Penso em como poderia descrever o cenário traumatizante
⸺ Então eu segurei firme na base, indo e voltando com a cabeça, esperei que fosse o certo a se fazer mas provavelmente era como se estivesse ralando uma cenoura em um ralador industrial.
Antes mesmo que pudesse dizer a frase perfeita sobre descrição do meu primeiro boquete, Mona grita comigo, tentando me tirar da minhas próprias definições de como odeiei presenciar na pele um ato libidinosos.
⸺ EI, BERTHA!
Pisco algumas vezes e a vejo tencionar aqueles braços musculosos sobre o peito:
⸺ Quero detalhes.
Então os conto, desde que estava entediada pra caralho as uma da manhã, até o momento que peguei aquela lista escolhi um nome e entrei em ação. Obviamente fiz a escolha errada, pensei comigo mesma que deveria começar pelo mais fácil para acostumar minha alma puritana a nova vida, mas foi uma completa idiotice.
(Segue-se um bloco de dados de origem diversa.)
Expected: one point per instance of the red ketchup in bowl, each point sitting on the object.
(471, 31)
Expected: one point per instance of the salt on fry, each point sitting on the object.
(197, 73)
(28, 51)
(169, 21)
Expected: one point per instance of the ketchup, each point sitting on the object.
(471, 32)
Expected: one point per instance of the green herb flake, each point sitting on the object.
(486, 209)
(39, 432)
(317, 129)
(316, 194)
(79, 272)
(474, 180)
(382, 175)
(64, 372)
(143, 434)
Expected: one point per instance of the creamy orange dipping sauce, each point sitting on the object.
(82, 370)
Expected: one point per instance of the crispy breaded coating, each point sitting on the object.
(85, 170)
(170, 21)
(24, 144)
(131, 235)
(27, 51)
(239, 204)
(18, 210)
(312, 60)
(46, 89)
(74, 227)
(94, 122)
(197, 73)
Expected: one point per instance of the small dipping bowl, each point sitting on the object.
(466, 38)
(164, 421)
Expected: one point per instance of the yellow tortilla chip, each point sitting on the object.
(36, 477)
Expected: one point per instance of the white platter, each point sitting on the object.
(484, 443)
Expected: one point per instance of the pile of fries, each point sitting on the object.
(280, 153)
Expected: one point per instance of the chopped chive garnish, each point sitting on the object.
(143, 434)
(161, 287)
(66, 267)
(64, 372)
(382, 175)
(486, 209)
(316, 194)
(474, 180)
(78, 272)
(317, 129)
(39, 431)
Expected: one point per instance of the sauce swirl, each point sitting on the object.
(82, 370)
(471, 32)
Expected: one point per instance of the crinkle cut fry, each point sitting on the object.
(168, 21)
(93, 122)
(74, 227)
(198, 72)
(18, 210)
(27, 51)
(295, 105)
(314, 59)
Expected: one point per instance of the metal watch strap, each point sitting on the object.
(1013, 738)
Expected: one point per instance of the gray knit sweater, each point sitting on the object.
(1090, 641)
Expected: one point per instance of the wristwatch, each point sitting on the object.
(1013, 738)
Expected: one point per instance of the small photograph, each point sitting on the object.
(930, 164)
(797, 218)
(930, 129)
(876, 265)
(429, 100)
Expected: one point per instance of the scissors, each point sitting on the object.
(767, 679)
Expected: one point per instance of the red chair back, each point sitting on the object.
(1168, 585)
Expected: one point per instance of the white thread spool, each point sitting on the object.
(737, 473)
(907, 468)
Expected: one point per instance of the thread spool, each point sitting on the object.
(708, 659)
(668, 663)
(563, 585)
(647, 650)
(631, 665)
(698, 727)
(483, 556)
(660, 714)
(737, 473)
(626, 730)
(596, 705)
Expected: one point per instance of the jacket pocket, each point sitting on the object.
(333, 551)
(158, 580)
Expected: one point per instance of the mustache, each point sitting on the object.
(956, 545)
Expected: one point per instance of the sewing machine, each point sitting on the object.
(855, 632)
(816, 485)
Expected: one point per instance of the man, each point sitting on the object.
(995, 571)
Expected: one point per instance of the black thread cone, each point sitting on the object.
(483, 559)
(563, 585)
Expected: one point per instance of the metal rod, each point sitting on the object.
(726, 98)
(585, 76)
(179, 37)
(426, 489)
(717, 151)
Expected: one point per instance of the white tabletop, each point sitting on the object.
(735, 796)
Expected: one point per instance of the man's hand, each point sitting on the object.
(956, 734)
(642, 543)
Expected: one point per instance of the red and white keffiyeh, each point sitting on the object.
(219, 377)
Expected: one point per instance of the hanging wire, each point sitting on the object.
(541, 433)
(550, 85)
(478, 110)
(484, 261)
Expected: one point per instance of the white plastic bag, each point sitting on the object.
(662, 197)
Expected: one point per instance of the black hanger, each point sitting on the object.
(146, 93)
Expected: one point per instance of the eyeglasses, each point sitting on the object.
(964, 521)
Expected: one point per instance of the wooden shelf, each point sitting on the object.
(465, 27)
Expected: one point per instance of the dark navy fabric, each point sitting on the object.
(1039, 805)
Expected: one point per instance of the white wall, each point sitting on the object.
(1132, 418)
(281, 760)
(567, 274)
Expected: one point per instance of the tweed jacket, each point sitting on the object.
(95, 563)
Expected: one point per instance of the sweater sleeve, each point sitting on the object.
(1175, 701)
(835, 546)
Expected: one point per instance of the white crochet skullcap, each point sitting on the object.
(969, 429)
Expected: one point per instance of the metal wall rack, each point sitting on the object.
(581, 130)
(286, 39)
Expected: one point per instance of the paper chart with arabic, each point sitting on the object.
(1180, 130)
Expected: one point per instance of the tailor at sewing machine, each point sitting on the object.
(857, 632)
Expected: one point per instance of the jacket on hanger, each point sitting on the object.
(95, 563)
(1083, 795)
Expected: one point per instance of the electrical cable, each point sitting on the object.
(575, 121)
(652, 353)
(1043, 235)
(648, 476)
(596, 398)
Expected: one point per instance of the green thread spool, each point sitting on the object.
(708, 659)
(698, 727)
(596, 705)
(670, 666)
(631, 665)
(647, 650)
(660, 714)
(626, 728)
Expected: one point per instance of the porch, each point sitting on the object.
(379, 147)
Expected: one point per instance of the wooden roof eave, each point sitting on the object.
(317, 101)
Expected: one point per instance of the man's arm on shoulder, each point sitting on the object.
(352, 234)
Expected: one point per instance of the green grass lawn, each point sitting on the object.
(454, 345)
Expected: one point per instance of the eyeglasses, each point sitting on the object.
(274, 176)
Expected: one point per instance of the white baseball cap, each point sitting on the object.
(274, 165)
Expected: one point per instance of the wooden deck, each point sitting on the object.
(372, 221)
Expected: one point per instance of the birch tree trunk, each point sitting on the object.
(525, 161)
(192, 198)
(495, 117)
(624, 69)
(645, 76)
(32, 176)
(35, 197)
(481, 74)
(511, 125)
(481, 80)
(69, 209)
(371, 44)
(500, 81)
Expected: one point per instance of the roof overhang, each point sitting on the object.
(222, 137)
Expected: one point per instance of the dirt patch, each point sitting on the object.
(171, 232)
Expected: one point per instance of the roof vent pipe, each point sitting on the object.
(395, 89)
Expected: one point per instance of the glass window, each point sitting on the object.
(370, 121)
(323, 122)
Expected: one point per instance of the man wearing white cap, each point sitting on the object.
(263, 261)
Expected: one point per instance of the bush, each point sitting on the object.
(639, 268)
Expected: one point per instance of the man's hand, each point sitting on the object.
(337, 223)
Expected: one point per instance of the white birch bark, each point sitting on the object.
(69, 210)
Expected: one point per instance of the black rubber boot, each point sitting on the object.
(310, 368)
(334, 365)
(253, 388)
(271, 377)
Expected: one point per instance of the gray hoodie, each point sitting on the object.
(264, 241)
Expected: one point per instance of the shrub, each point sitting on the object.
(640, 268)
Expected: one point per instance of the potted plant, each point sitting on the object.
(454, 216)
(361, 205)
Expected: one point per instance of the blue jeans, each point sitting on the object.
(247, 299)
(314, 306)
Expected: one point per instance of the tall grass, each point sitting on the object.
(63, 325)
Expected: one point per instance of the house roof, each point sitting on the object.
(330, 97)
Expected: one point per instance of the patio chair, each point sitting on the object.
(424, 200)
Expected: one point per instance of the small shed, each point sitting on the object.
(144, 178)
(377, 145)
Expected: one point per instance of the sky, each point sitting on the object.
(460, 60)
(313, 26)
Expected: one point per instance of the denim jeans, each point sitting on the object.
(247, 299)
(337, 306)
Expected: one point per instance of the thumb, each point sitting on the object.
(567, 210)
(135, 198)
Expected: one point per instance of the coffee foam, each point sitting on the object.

Depois de vinte minutos de troca de mensagens percebi o porquê de ele ser tão fácil, era chato e ocupado, e pela sua beleza mediana não valia a pena se esforçar, porém, não precisei, foi quase como se estivesse implorando por qualquer resquício de toque feminino.
No momento que quase me cegou com sua porra, foi como estourar meu limite, me espancar com arrependimento. Arrastei meus pés pelos corredores com os olhos ardendo, desejando com todas minhas forças que a era daninha encrustada na parede dos fundos do laboratório, o enrolasse nos blocos brancos. Em anos o garoto viraria uma espécie de estátua pornografica, com direito a plaquinha de lamentação, sobre terríveis tragedias em momentos tão frágeis, ou como sobre ser a porra de um virgem, nos leva a caminhos obscuros.
Mas, infelizmente, a vida não é tão fantasiosa.
De qualquer forma, sem a ajuda de plantas e força mental, minha boca ditou palavras que com certeza o fizeram ficar petrificado, naquele exato lugar, sem sequer conseguir subir suas calças.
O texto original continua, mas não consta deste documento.